Maintaining A Temporary Mechanical Circulatory Support Program During A Year of COVID-19 Pandemic
Author(s): Marta Alonso-Fernandez-Gatta, Alejandro Diego-Nieto, Soraya Merchan-Gomez, Miryam Gonzalez-Cebrian, Ines Toranzo-Nieto, Alfredo Barrio, Francisco Martin-Herrero, Pedro L Sanchez
Background: The Coronavirus disease 19 (COVID-19) pandemic has impacted clinical practice with important changes in the most affected areas, resulting in increased mortality from heart disease (myocardial infarction). Our objective was to analyze the feasibility of continuing a temporary mechanical circulatory support (MCS) program survival during COVID-19 pandemic.

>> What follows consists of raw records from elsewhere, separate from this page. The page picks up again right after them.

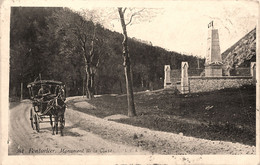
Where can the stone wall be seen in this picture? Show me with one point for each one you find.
(204, 84)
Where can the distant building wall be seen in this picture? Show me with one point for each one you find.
(205, 84)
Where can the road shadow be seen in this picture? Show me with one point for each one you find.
(66, 132)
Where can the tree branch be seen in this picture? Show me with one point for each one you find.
(124, 10)
(134, 14)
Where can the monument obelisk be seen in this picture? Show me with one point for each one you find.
(213, 63)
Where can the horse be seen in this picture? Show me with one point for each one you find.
(57, 110)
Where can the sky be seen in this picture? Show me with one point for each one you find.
(182, 26)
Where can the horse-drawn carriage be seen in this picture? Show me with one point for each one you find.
(48, 101)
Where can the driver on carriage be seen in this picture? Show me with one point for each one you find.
(44, 91)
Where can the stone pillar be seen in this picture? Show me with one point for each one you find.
(167, 76)
(253, 71)
(213, 63)
(184, 78)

Methods: Retrospective study including all veno-arterial extracorporeal membrane oxygenation (VA-ECMO) and Impella CP® implants in a referral hospital since March 2020 to February 2021. They were compared to previous implants results.
Results: Out of 175 short-term MCS implanted from 2013, 33 (18.9%) were conducted during the time of COVID-19 pandemic: 24 VA-ECMO and 9 Impella CP®. Compared to preCOVID-19 implants, patients in COVID-19 era presented worst left ventricular ejection fraction (16.5 % vs 25 %, p=0.018), more frequently right ventricular dysfunction (72.7% vs. 48.6%, p=0.022), without other significant differences regarding the baseline situation and implant technique. Post anoxic encephalopathy was more frequent in COVID-19 era. Survival at discharge was similar in the pre-COVID era (43.7%) and during pandemic (39.4%) (p=0.700).
Conclusions: Survival after temporary MCS did not get worse significantly during the COVID-19 pandemic. The possibility of short-term MCS should be maintained for cardiogenic shock and other cases of hemodynamic instability.